Aus eigenem Recht steht der Klägerin ein Schmerzensgeld nicht zu. Psychische Beeinträchtigungen infolge der Nachricht vom Tode naher Angehöriger stellen seelische Erschütterungen dar, die in ihren normalen Ausprägungen der Trauer, Niedergeschlagenheit, Lähmung und Bedrückung nach ständiger Rechtsprechung noch nicht als Gesundheitsbeeinträchtigungen im Sinne des § 847 Abs. 1 BGB aufzufassen sind. Ein Schmerzensgeldanspruch kommt in solchen sog. Schockfällen erst dann in Betracht, wenn sich eine pathologisch faßbare Gesundheitsbeschädigung feststellen läßt, die über das Maß der Beeinträchtigungen hinausgeht, denen nahe Angehörige in solchen Fällen der Trauer und des seelischen Schmerzens regelmäßig ausgesetzt sind.
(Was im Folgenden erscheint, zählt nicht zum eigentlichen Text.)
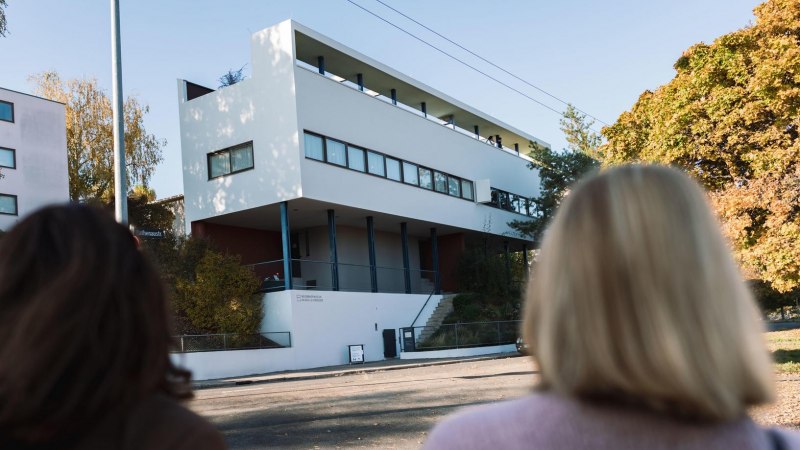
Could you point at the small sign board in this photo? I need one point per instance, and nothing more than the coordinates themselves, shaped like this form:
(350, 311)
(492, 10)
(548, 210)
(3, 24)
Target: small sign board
(356, 353)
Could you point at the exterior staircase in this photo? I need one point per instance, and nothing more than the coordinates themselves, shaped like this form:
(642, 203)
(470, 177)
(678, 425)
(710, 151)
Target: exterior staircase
(444, 308)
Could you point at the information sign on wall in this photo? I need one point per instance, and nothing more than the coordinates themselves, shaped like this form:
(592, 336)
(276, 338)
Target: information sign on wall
(356, 353)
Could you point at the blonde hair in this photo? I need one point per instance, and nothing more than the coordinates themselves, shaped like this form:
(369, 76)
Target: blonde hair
(635, 298)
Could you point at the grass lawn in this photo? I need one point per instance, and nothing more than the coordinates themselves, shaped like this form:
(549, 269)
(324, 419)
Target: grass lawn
(785, 348)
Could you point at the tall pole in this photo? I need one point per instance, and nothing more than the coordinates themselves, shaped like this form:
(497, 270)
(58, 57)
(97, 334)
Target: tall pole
(120, 180)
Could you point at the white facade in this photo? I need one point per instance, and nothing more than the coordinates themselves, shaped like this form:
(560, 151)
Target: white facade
(38, 140)
(390, 114)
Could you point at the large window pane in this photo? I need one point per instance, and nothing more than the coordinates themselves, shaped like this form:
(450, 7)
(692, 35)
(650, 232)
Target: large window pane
(6, 111)
(466, 190)
(8, 204)
(410, 175)
(392, 169)
(314, 148)
(375, 162)
(454, 186)
(336, 152)
(355, 158)
(7, 158)
(242, 158)
(219, 164)
(425, 178)
(440, 181)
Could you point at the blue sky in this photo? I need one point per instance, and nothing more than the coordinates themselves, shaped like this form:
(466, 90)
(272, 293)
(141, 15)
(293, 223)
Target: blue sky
(598, 55)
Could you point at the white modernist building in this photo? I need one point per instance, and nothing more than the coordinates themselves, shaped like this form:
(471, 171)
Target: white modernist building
(351, 188)
(33, 155)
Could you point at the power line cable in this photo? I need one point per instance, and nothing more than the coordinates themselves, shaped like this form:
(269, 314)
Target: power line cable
(488, 61)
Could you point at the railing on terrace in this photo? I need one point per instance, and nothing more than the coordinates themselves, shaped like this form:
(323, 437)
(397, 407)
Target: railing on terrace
(371, 93)
(188, 343)
(318, 275)
(460, 335)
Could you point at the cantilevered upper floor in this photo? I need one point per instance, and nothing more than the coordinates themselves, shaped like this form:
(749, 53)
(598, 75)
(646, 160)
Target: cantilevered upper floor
(321, 121)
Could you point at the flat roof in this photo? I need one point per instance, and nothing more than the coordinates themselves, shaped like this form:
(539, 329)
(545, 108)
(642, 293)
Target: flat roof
(348, 63)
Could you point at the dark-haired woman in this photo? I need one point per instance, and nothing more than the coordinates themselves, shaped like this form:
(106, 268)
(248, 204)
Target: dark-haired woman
(84, 341)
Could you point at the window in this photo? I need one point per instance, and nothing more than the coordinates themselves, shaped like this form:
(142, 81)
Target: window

Solche auch sonst nicht leichten Nachteile eines Trauerfalls begründen mithin den Tatbestand des § 847 Abs. 1, 823 BGB erst dann, wenn sie eine Intensität und eine Dauer erreichen, die das gesundheitliche Allgemeinbefinden weit über das zu erwartende Maß hinaus herabsetzen und deshalb auch nach der allgemeinen Lebenserfahrung als Verletzung des Körpers und der Gesundheit betrachtet werden müssen (vgl. BGH NZV 1998 308 m.w.N.). Diese Voraussetzungen sind nach dem Inhalt der vorliegenden Atteste des behandelnden Arztes Dr. Cramer und dessen schriftlicher Aussage vom 14.01.2000 nicht erfüllt. Dabei kann dahinstehen, ob nicht sogar die Verordnung von Medikamenten (auch) aus anderen Gründen erfolgte. Die multiplen psychosomatischen Störungen in der Ausprägung von Unruhezuständen und Angst sowie von Schlafstörungen sind typische Folgen, die nahe Angehörige in Trauerfällen tragen müssen, für die nach der Wertung des Gesetzes jedoch keine (immaterielle) Schadensersatzpflicht eintritt. Daß den Beeinträchtigungen die Bedeutung außergewöhnlicher psychopathologischer Ausfälle zukommen würde, die ein über das normale Maß hinausgehendes Eigengewicht hätten, bestätigen die ärztlichen Stellungnahmen gerade nicht.

Gericht:LG Bochum

Entscheidungsdatum:27.01.2010

Aktenzeichen:6 O 78/08, I-6 O 78/08

Darüber hinaus hat die Klägerin zu 1) aufgrund des Todes ihrer Tochter auch einen weiteren Schmerzensgeldanspruch gem. §§ 823 Abs. 1 BGB, 253 Abs. 2 BGB gegenüber dem Beklagten zu 1). Dabei verkennt die Kammer nicht, dass ein auf den Tod eines nahen Angehörigen gestützter Schmerzensgeldanspruch nur dann in Betracht kommt, wenn über den hiermit üblicherweise einhergehenden seelischen Schmerz hinaus eine pathologisch fassbare Gesundheitsbeschädigung von einigem Gewicht und einiger Dauer vorliegt (vgl. BGH NJW 1989, 2317; OLG Nauenburg, NJW-RR 2005, 900 m.w.N.). Diese Voraussetzungen sind vorliegend zweifelsfrei gegeben.  Entsprechend der seitens der Klägerin zu 1) vorgelegten ärztlichen Gutachten der Gemeinschaftspraxis S/M (Bl. 327, 328, 329 der Akte) leidet die Klägerin zu 1) seit dem Tod ihrer Tochter bis zum heutigen Zeitpunkt unter einer posttraumatischen Belastungsstörung, die erheblich über die seelischen Schmerzen hinausgeht, die üblicherweise der Tod eines nahen Angehörigen verursacht. Letztlich hat auch der Beklagte zu 1) das Vorliegen einer posttraumatischen Belastungsstörung mit den entsprechenden Beschwerden wie Depression, Suizidgedanken und einer damit verbundenen Arbeitsunfähigkeit auch nicht infrage gestellt, so dass eine weitergehende Beweisaufnahme in dieser Hinsicht entbehrlich war.  Angesichts des durch ärztliche Attests belegten Beschwerdebildes und des persönlichen Eindrucks, den sich die Kammer von der Klägerin zu 1) im Rahmen der mündlichen Verhandlung gemacht hat, hält diese ein Schmerzensgeld in Höhe von 10.000,00 € für angemessen, aber auch ausreichend.

Art der Entschädigung:
Das Schmerzensgeld wird zugesprochen als
eine einmalige Kapitalabfindung (enn keine oder lediglich solche Dauerfolgen im Raum stehen, die bereits überschaubar sind)
eine Rente (wenn die Beeinträchtigung schwer und von Dauer ist)
eine Kombination beider Varianten.
 
Ist der Anspruch auf Ersatz immaterieller Schäden  übertragbar und vererblich?
ja, obwohl er dennoch höchstpersönlicher Natur ist.